Lengyel culture

Map of European Neolithic at the apogee of Danubian expansion, c. 3 500 BC.

The Lengyel culture, is an archaeological culture of the European Neolithic, centered on the Middle Danube in Central Europe. It flourished during 5000-3400 BC.[1] The eponymous type site is at Lengyel in Tolna county, Hungary.

It was preceded by the Linear Pottery culture and succeeded by the Corded Ware culture. In its northern extent, overlapped the somewhat later but otherwise approximately contemporaneous Funnelbeaker culture. Also closely related are the Stroke-ornamented ware and Rössen cultures, adjacent to the north and west, respectively.

Subgroups of the Lengyel horizon include the Austrian/Moravian Painted Ware I and II, Aichbühl, Jordanów/Jordanov/Jordansmühl, Schussenried, Gatersleben, etc.

It is a wide interaction sphere or cultural horizon rather than an archaeological culture in the narrow sense. Its distribution overlaps with the Tisza culture and with Stroke-Ornamented Pottery (STK) as far north as Osłonki, central Poland.

Lengyel pottery was found in western Hungary, the Czech and Slovak Republics, Austria, Poland, and in the Sopot culture of the northern parts of Former Yugoslavia. Influence in pottery styles is found even further afield, in parts of Germany and Switzerland.

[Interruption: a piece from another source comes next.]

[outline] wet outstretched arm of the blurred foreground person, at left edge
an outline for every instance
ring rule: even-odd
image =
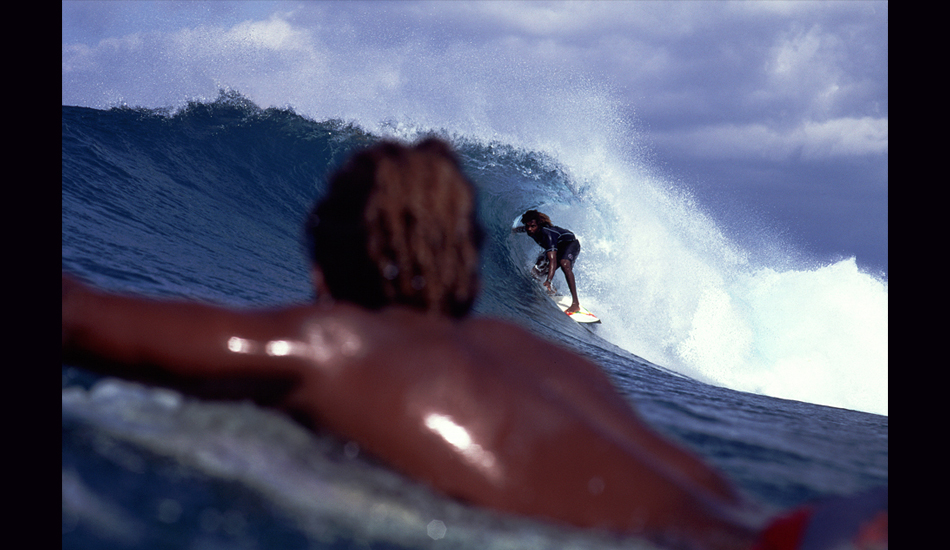
[[[292,316],[121,296],[64,275],[63,362],[202,396],[279,401],[304,365],[256,343],[276,340]]]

Agriculture and stock raising (mainly cattle, but also pigs, and to a lesser extent, ovicaprids) was practiced, though a large number of wild faunal remains have also been recovered. Settlements consisted of small houses as well as trapezoid longhouses. These settlements were sometimes open, sometimes surrounded by a defensive ditch.

Inhumation was in separate cemeteries, in the flexed position with apparently no preference for which side the deceased was laid out in.

Lengyel sites of the later period show signs of the use of copper in form of beads and hammered ribbons, marking the dawn of the Chalcholithic period in Europe.

It was associated with the cover-term Old Europe by Marija Gimbutas, though may have been undergone "kurganization" by the Proto-Indo-Europeans and become integrated into the successor Globular Amphora culture.

References

  1. "Encyclopedia of Indo-European Culture". J. P. Mallory, Douglas Q. Adams Taylor & Francis. 1997. p. 350.